Depending on your research question, some variations of coding of the same variable may be better to use than others.
Test if views of scientists (V162112) depend on political party (V161019).
What is the Null Hypothesis?
What is the alternative hypothesis? What are the DV and IVs?
What happens if we use political party as a 7pt scale from Strong Democrat to Strong Republican (V161158x) instead of political party as a categorical variable? Which one is “better”?
Interpret the intercept, the coefficient and the r squared.
What is the effect of political party on views of scientists when controlling for education?
Interpret the intercept, the coefficient and the r squared.
What is the effect of political party on views of scientists when controlling for education and age?
Interpret the intercept, the coefficient and the r squared.

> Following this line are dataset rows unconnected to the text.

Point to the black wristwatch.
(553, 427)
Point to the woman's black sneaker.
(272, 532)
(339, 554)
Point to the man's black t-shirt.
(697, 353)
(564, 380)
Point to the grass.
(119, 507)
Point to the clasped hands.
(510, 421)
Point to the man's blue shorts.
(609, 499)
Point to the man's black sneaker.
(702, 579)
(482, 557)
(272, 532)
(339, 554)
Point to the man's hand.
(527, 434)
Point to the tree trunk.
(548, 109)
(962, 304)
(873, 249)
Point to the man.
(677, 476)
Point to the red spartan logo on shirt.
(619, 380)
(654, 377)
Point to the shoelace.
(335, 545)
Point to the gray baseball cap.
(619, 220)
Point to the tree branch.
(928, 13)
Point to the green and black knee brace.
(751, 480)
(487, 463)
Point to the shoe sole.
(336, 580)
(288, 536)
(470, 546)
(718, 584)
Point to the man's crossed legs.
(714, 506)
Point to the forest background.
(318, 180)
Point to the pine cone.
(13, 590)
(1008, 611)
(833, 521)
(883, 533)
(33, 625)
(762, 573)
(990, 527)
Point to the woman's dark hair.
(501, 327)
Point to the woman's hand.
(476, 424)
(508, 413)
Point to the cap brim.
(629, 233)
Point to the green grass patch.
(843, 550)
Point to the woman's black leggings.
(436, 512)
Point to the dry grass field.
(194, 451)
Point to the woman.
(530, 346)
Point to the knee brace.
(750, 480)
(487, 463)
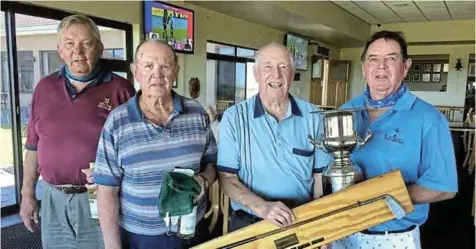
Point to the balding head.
(155, 68)
(274, 46)
(156, 42)
(274, 72)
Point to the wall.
(445, 35)
(209, 25)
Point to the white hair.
(78, 19)
(274, 44)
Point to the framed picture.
(471, 70)
(446, 66)
(416, 67)
(317, 69)
(416, 77)
(436, 68)
(425, 77)
(427, 67)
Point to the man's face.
(155, 69)
(274, 73)
(79, 49)
(384, 68)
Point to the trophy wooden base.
(329, 223)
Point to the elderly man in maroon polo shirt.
(68, 111)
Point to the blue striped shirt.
(134, 154)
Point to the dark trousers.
(164, 241)
(240, 219)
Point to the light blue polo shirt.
(273, 159)
(412, 136)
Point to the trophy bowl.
(338, 137)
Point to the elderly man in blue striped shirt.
(154, 132)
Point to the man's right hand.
(277, 213)
(29, 212)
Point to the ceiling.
(270, 14)
(385, 12)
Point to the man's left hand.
(203, 187)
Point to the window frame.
(231, 58)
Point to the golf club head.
(395, 207)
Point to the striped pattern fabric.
(134, 153)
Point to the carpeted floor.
(18, 237)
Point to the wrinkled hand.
(277, 213)
(29, 212)
(201, 182)
(90, 179)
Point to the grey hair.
(78, 19)
(160, 42)
(275, 44)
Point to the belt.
(388, 232)
(71, 189)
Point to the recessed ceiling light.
(401, 4)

Test whether people’s opinion of Trump (V161087) depends on their views of liberals (V162097).
What is the Null Hypothesis?
What is the alternative hypothesis? What are the DV and IVs?
Interpret the intercept, the coefficient and the r squared.
Then add political party as a control variable. Interpret the intercept, the coefficient and the r squared.
Then add having a bachelors degree as a control variable.
Interpret the intercept, the coefficient and the r squared.